I have a tendency to think as I write. So, if this post becomes illogical, just let it go.

It has been fun to watch Les' belly grow and to feel ol' Cannon kick (which happened once. I think I've lost all my new endings in my hands or something). I am slowly getting more excited as the time approaches for Cannon to make his first appearance. It continues to grow as he grows. Am I ready to be a dad? I can honestly say "No" but I hope that is a good place to be so that I can lean more on God than on my own devices. That's my prayer at this point and I hope that it always is. I just hope that I can love him and Les well. It is a little weird so far especially with an empty crib in Cannon's room but it will become reality in three months from today! Wow!

Since Leslie started this blog, she thought that it would be a good idea for me to post some thoughts on films that I have seen and mulled over at least a little bit. Sp here we go...


We were able to get a advance screening ticket to go see this film last night. I heard about this movie a few months ago and have been itchin' to see it since I heard about it and with the attacks in Mumbai a couple weeks ago, this movie is even that much more relevant and appropriate since the main characters are from the slums of Mumbai.

The quick synopsis of this film is about a young boy who grow up in the slums of Mumbai and gets on the Indian version of "Who Wants to be a Millionaire". He ends up winning on the show and right after leaving the stage, he is arrested by the police because they believe that he cheated because they can't believe that a boy that grew up in the slums could know some much.
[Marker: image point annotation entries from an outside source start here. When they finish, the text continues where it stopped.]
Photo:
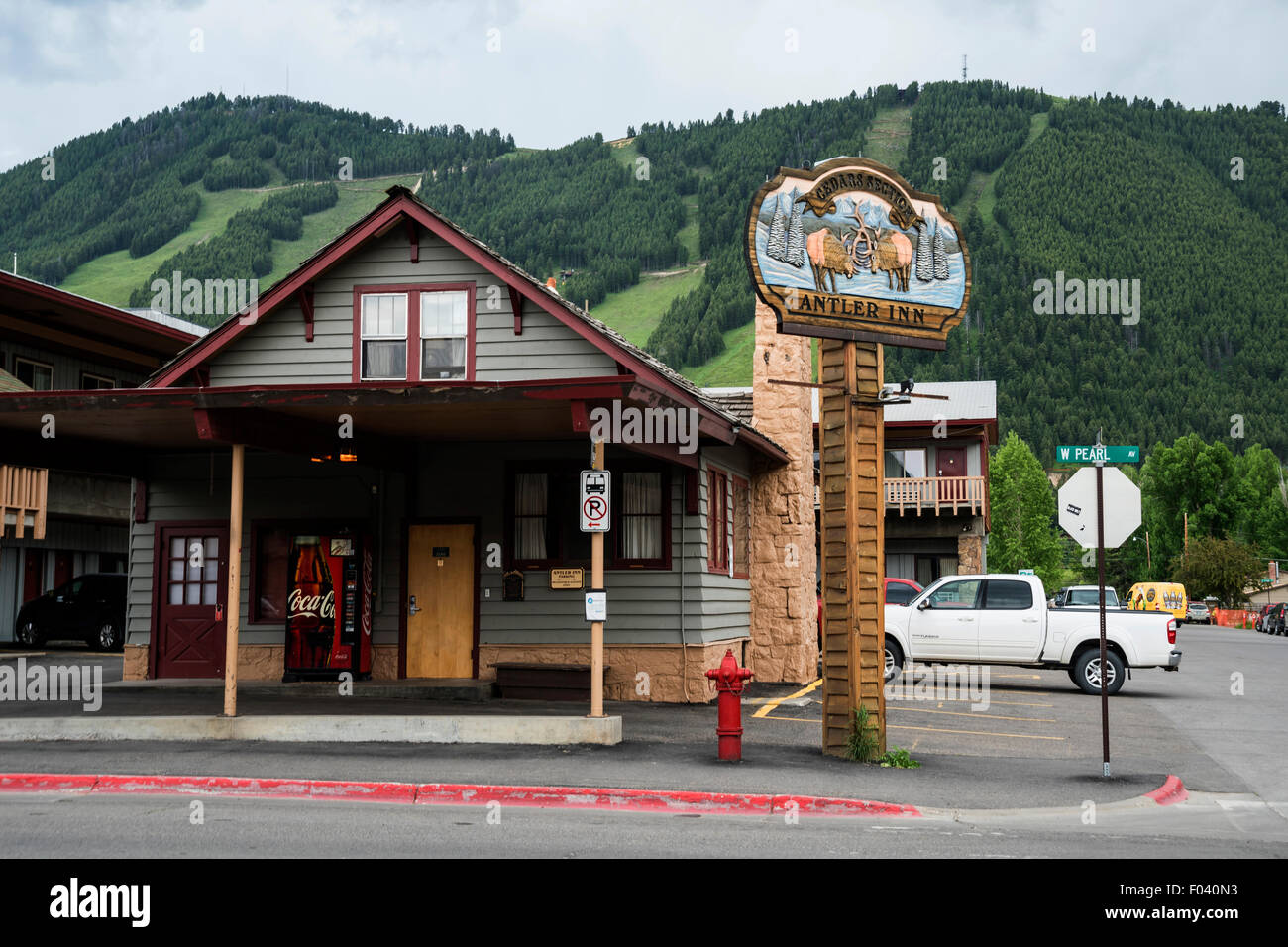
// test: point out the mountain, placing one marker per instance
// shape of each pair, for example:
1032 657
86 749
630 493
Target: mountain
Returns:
1186 208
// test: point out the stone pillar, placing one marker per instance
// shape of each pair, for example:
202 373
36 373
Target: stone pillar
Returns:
970 554
784 561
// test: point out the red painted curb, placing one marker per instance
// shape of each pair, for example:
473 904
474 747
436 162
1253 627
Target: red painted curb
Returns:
1170 792
455 793
258 788
46 783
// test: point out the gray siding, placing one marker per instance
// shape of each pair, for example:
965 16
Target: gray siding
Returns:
67 368
462 480
274 351
277 487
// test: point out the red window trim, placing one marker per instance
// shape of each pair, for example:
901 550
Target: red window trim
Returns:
717 554
412 290
614 556
734 479
558 558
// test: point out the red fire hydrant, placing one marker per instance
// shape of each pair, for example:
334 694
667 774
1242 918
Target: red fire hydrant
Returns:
728 680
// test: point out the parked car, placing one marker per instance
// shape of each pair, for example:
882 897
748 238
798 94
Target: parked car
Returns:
1261 616
1004 620
89 608
1158 596
1085 595
901 591
1198 613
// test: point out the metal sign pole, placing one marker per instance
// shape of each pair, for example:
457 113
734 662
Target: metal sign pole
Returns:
1100 570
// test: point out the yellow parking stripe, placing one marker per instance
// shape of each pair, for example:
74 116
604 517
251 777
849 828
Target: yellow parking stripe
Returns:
974 715
773 705
974 733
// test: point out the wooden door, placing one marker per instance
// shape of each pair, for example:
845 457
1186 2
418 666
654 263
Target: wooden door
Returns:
63 560
441 564
33 573
951 463
192 581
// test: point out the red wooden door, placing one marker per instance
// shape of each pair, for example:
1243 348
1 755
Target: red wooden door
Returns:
33 573
192 581
952 463
63 567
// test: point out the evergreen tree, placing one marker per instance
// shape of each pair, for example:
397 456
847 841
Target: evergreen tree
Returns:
1022 514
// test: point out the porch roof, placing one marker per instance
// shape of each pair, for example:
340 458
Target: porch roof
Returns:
91 428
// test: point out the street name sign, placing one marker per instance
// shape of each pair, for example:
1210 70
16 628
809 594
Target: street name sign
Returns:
1090 454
As the interrogation and questioning continues, the main character's (Jamal) life unfolds as he answers each question on the show. Each question explains some experience in his life and as the he gets closer to the million (or 20 million rupies), the intensity of his life unfolding increases. I won't say anything more about the plot so that I don't want to spoil it if you don't know nothing about it other than the fact this film will put you through the full range of emotions from laughter to tears. That is cliche but so true about this film. It's been a long time since I've seen a film that was two hours long and legitimately needed the whole two hours to tell the story fully. And here is another cliched saying: this is why films are made. This movie epitomizes what is great about film. It tells a compelling story as well as hooks you into it as if you're living it with Jamal. Danny Boyle (Trainspotting, 28 Days Late, Millions), the director, films it in a way that you do feel as if you're running through the streets of Mumbai with the characters. You feel every single bit of the film as if you're there. Boyle transcends the film beyond the screen and puts the viewer right in the middle of everything.

Jamal is a sympathetic character but he isn't pitiful. He has strength, courage, and focus. He's a character that you no doubt will side with because he is not tainted in his belief in seeking after what he wants or believes is right. His is a noble cause. He is sincere and genuine. His motives are pure and he always tells the truth. And underneath it all, the movie has so much hope in the midst of hopelessness. There is hope in the streets of Mumbai. There is hope in the slums, in the midst of the trash heaps. There is hope when the world and people say there isn't any. There is always hope no matter what your circumstances may say. That is something we can live by.